If the keyword, default, or the network address,, is specified, then all packets sent to a remote network that's not defined in the routing tables, are sent to the specified gateway.

If you have an Internet Service Provider (ISP), packets sent to hosts on the Internet are sent to a gateway provided by the ISP. See the defaultroute option in pppd .

Routes to a particular host are distinguished from those to a network by interpreting the Internet address associated with destination. Specifying the optional keywords -net and -host force the destination to be interpreted as a network or a host, respectively.

If the destination has a "local address part" of INADDR_ANY, or if the destination is the symbolic name of a network, then the route is assumed to be to a network; otherwise, the route is assumed to be to a host. For example:

This destination: Is interpreted as:
128.32 -host
128.32.130 -host
-net 128.32
-net 128.32.130

If the route is via an interface rather than via a gateway, you should specify the -interface modifier; the gateway given is the address of this host on the common network, indicating the interface to be used for transmission.
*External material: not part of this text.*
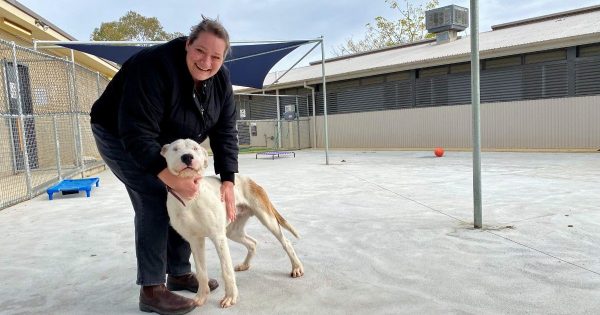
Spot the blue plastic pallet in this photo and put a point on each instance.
(73, 186)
You can use the optional -netmask modifier to specify an additional address parameter that's interpreted as a network mask. You can use this like an OSI ESIS redirect with the netmask option, or to manually add subnet routes with netmasks different from that of the implied network interface (as would otherwise be communicated using the OSPF or ISIS routing protocols). After -netmask, enter the address parameter you want interpreted as the network mask.

You can override the implicit network mask generated in the INET case by placing this option after the destination parameter.

Similarly, you can use the -prefixlen modifier for IPv6.

Routes have associated flags which influence operation of the protocols when sending to destinations matched by the routes. These flags may be set (or sometimes cleared) by indicating the following corresponding modifiers:

RTF_CLONING — generates a new route on use
RTF_XRESOLVE — emit mesg on use (for external lookup)
~RTF_GATEWAY — destination is directly reachable
RTF_STATIC — manually added route
~RTF_STATIC — pretend route added by kernel or daemon
RTF_REJECT — emit an ICMP unreachable when matched
RTF_BLACKHOLE — silently discard pkts (during updates)
RTF_PROTO1 — set protocol specific routing flag #1
RTF_PROTO2 — set protocol specific routing flag #2
RTF_LLINFO — validly translates proto addr to link addr

The optional modifiers:

  • -expire
  • -hopcount
  • -mtu
  • -recvpipe
  • -rtt
  • -rttvar
  • -sendpipe
  • -ssthresh

provide initial values to metrics maintained in the routing entry. To lock any of these modifiers, precede the modifier with the -lock meta-modifier; you can also specify the -lockrest meta-modifier to lock all ensuing metrics.

All symbolic names specified for a destination or gateway are looked up first as a hostname using gethostname(). If this lookup fails, getnetbyname() is then used to interpret the name as that of a network.

The route utility uses a routing socket and the new message types RTM_ADD, RTM_DELETE, and RTM_CHANGE. As such, only the superuser may modify the routing tables.


add [host | network ] %s: gateway %s flags %x
The specified route is being added to the tables. The values printed are from the routing table entry supplied in the ioctl() call. If the gateway address used isn't the primary address of the gateway—the first one returned by gethostname() — the gateway address is printed numerically as well as symbolically.
delete [ host &| network ] %s: gateway %s flags %x
As above, but when deleting an entry.
%s %s done
A routing table entry is being deleted by the flush command.
Network is unreachable
An attempt to add a route failed because the gateway listed wasn't on a directly connected network. The next-hop gateway must be given.
not in table
A delete operation was attempted for an entry not present in the tables.
routing table overflow
An add operation was attempted, but the system was low on resources and couldn't allocate memory to create the new entry.
Permission denied
The attempted operation is privileged. Only root may modify the routing tables. These privileges are enforced by the kernel.